The good news here is that output has rebounded and the value of exports is increasing again. The industry is smaller but much more productive. As you can see from the second table below, it takes 9.5 full time equivalent jobs (direct and supply chain) to generate $ 1 million of direct industry output in New Brunswick considerably lower than both Nova Scotia and Quebec and similar to Ontario. British Columbia sets the pace in Canada for labour market productivity in forestry and logging.
The key here is that the industry is still a substantial economic driver for New Brunswick and will continue to be.

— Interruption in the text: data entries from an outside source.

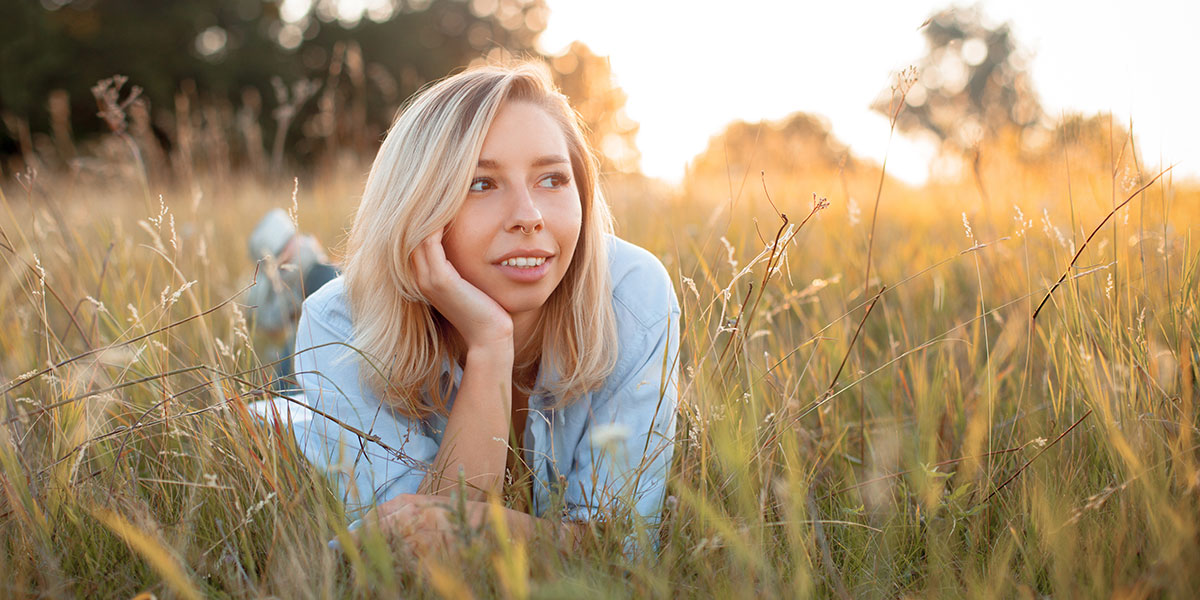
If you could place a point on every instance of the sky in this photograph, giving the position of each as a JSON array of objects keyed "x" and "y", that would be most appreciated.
[{"x": 693, "y": 66}]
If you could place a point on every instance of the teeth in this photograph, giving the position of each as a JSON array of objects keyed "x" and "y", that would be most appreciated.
[{"x": 525, "y": 262}]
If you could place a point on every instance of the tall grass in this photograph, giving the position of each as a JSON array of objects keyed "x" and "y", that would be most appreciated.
[{"x": 913, "y": 435}]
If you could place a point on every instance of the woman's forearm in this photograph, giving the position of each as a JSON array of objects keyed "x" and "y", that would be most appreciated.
[{"x": 475, "y": 438}]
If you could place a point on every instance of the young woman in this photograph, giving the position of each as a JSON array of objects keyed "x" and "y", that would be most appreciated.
[{"x": 489, "y": 325}]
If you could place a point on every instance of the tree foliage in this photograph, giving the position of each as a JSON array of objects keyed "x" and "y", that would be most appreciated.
[
  {"x": 277, "y": 82},
  {"x": 972, "y": 82}
]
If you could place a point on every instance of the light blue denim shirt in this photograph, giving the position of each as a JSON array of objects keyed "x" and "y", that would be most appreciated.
[{"x": 612, "y": 445}]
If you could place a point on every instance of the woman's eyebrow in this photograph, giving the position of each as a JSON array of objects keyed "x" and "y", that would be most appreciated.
[{"x": 541, "y": 161}]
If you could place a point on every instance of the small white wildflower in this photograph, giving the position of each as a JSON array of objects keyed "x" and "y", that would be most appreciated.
[
  {"x": 294, "y": 211},
  {"x": 174, "y": 298},
  {"x": 820, "y": 203},
  {"x": 1021, "y": 223},
  {"x": 729, "y": 249},
  {"x": 691, "y": 286},
  {"x": 610, "y": 433},
  {"x": 97, "y": 304}
]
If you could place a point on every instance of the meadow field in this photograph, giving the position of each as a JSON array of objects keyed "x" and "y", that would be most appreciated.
[{"x": 984, "y": 387}]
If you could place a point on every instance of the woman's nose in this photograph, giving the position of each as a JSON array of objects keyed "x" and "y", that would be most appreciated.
[{"x": 526, "y": 216}]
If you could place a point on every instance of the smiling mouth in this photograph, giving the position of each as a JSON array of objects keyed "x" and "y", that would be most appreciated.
[{"x": 523, "y": 262}]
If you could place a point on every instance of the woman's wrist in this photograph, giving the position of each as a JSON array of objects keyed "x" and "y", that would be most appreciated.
[{"x": 497, "y": 352}]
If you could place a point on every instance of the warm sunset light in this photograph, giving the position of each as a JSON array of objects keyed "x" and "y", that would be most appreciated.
[
  {"x": 690, "y": 67},
  {"x": 574, "y": 299}
]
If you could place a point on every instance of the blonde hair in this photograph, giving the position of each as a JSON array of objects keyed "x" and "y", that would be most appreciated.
[{"x": 418, "y": 183}]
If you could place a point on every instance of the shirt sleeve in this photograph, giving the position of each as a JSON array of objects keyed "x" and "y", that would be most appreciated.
[
  {"x": 371, "y": 453},
  {"x": 624, "y": 454}
]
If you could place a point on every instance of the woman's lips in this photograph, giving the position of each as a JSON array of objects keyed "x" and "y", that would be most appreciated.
[{"x": 526, "y": 274}]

Before you tout the ‘good news’, do you actually have numbers on royalties and taxes that have been generated with ‘higher output’? Somebody can check, but I used to read the budget and don’t remember forestry royalties climbing or even growing. So just because a few people are making more money off their business, I don’t see any good news when employment is sinking. I think it goes without saying that that brings into question whether it will “continue to be” a “substancial economic driver”. IF royalties stay the same, then the amount the government gets doesn’t change. Its POSSIBLE this may lead to more corporate income tax as output develops, but there are lots of links between those so its not a definite thing. Taking an extreme example, say technology makes it so that ONE GUY can remotely drive the equipment which pushes down the trees, harvests them, then turns them into value added products. That doesn’t bode well for the industry because you only have ONE JOB. Granted there are people who need the make the equipment, but its a pretty safe bet they won’t be local or even regional. I remember researching ten years ago and finding that NB had the lowest number of workers per acre of forestland, including PEI. In short, give me an ‘inefficient’ industry that employs a lot of people anyday over an efficient one with hardly any.